Essas estruturas foram periodicamente testadas com o uso de água, simulando chuvas, e nelas foram depositadas sementes de espécies arbustivas de ciclo de vida curto para começar tanto o processo de formação de solo como a sua vida por meio da adubação verde. 

Após três anos do início dos testes, foram também inseridas mudas de espécies leguminosas visando atrair animais que pudessem acelerar a recuperação ambiental.

Além dos resultados já obtidos em relação à infraestrutura local, a geração de conhecimento científico foi um dos ganhos simbólicos da ação. “Com a execução do projeto, nós viramos referência bibliográfica em diversos trabalhos acadêmicos”, explica o o supervisor de Meio Ambiente do Complexo em Cajati, Henrique Miguel Martinho, que reforça o potencial dos benefícios sociais da iniciativa para a região, principalmente associados à geração de renda para artesãos que comercializam sobras de juta em suas atividades.

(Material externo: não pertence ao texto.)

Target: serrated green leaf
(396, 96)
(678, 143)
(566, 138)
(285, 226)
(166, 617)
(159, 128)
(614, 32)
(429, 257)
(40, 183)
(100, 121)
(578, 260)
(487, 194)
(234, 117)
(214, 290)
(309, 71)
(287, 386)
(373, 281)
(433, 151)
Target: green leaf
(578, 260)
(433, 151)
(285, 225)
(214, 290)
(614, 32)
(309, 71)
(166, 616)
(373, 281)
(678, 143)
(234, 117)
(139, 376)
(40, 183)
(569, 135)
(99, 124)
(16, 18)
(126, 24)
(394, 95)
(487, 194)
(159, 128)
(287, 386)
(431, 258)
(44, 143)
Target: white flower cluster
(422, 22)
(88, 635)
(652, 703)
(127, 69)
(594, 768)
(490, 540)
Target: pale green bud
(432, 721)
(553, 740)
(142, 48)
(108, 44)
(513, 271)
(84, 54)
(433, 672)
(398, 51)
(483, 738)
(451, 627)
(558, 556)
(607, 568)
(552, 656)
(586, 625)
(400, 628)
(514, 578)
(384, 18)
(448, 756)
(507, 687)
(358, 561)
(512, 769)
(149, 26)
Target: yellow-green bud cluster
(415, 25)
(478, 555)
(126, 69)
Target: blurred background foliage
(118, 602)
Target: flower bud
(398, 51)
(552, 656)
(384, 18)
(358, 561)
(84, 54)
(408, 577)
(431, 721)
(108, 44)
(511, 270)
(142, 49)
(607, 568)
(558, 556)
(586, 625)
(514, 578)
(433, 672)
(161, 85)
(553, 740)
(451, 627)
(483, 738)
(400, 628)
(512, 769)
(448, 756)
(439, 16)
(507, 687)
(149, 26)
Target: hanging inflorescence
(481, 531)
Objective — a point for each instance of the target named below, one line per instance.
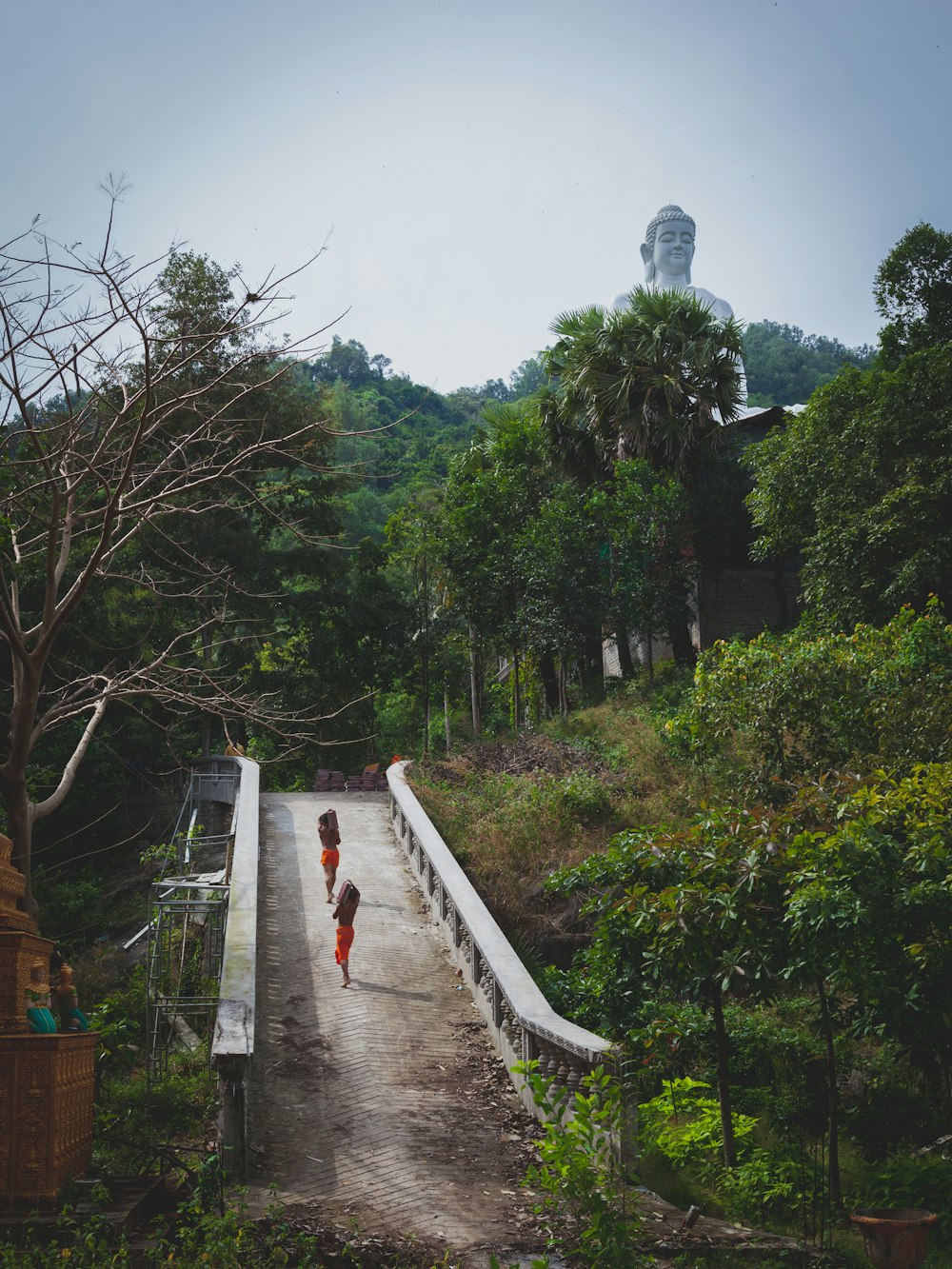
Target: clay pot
(895, 1238)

Os trabalhos de pesquisa foram finalizados em 2016. Após a conclusão, foram utilizados três critérios para a identificação da melhor estrutura a ser usada na recuperação ambiental da área: desempenho de cada técnica individual, fornecimento dos serviços ambientais e valoração ambiental. 

Dentro dessa análise, a estrutura que apresentou os melhores resultados foi a guirlanda, seguida pelos sacos de café e colmeias.


A parceria trouxe bons resultados em outras regiões também. Considerado o maior convênio já firmado entre uma empresa privada e órgãos estaduais de amparo do País, o Vale-FAPs contratou 114 dos 117 projetos apresentados, que viabilizaram 621 bolsas de pesquisa envolvendo 30 instituições nos Estados de São Paulo, Minas Gerais e Pará. 

As pesquisas se concentraram nas áreas de mineração, energia, ecoeficiência e biodiversidade e processos ferrosos para siderurgia. Do total investido, a Vale desembolsou R$ 61 milhões e as FAPs, R$ 38 milhões.